Step 2: Create a navigation helper

  • Add the class NavigateService.cs to your project and enter this code:
    public class NavigateService
    {
        private static readonly Lazy<NavigateService> lazy = new Lazy<NavigateService>(() => new NavigateService());
        public static NavigateService Instance { get { return lazy.Value; } }

        public Frame Frame { get; set; }

        public void Navigate(Type pageType)
        {
            Frame.Navigate(pageType);
        }

        public void Navigate(Type pageType, Type masterPageType)
        {
            var masterPage = Frame.Content as Page;
            if (masterPage != null && masterPage.GetType() != masterPageType)
            {
                Frame.Navigate(masterPageType);
                masterPage = Frame.Content as Page;
            }
            var contentFrame = masterPage.FindName("ContentFrame") as Frame;
            contentFrame.Navigate(pageType);
        }
    }

Step 3: Assign the rootFrame to the NavigationService

  • Open App.xaml.cs and the OnLaunched method with:
protected override void OnLaunched(LaunchActivatedEventArgs e)
        {
            Frame rootFrame = Window.Current.Content as Frame;
            if (rootFrame == null)
            {
                rootFrame = new Frame();
                Window.Current.Content = rootFrame;
            }

            NavigateService.Instance.Frame = rootFrame;

            if (rootFrame.Content == null) {
                rootFrame.Navigate(typeof(LoginPage), e.Arguments);
            }
            Window.Current.Activate();
        }

Step 4: Add click handlers to navigate

  • Open Masterpage.xaml.cs and add the following handlers:
private void ButtonBase_OnClick1(object sender, RoutedEventArgs e)
{
  NavigateService.Instance.Navigate(typeof(MainPage),  typeof(MasterPage));
}
private void ButtonBase_OnClick2(object sender, RoutedEventArgs e)
{
  NavigateService.Instance.Navigate(typeof(SecondPage), typeof(MasterPage));
}
private void ButtonBase_OnClick3(object sender, RoutedEventArgs e)
{
   NavigateService.Instance.Navigate(typeof(LoginPage));
}

You will get some errors because you don’t have a SecondPage.xaml and LoginPage.xaml yet.

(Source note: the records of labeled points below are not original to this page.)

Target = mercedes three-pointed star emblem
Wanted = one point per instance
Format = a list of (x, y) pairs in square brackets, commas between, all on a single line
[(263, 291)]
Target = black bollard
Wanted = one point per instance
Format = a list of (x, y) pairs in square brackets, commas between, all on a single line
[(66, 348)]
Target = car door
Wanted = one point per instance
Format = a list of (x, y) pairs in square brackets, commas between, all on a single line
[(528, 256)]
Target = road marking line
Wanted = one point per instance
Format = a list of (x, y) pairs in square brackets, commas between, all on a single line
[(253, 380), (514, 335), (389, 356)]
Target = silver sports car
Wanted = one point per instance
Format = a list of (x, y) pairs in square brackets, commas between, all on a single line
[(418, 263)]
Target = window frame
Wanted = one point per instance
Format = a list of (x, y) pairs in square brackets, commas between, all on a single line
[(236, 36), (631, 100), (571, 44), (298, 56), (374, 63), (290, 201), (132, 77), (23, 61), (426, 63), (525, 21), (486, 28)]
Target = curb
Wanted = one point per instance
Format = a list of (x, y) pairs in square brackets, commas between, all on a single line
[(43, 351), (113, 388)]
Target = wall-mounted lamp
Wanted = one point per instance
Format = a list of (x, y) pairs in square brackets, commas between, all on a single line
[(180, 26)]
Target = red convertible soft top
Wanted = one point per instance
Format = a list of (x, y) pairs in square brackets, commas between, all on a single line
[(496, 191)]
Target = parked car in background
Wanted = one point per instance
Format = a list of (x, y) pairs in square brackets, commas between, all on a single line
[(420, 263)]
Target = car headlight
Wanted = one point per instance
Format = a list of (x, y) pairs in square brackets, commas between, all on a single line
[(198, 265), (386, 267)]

  • Create SecondPage.xaml and put a page title on it so you will recognize it once loaded in the masterpage.
  • Open MainPage.xaml and put a title on that also
  • Create Login.xaml and enter the following XAML:
<Grid>
    <Button Content="Login" Click="ButtonBase_OnClick"   HorizontalAlignment="Center" VerticalAlignment="Center" Width="200" Height="100"/>
</Grid>
  • Open LoginPage.xaml.cs and add the following handler:
private void ButtonBase_OnClick(object sender, RoutedEventArgs e)
{
   NavigateService.Instance.Navigate(typeof(MainPage), typeof(MasterPage));
}

Now run your code and you will see that the Login page uses no masterpage and the other pages share Masterpage.xaml.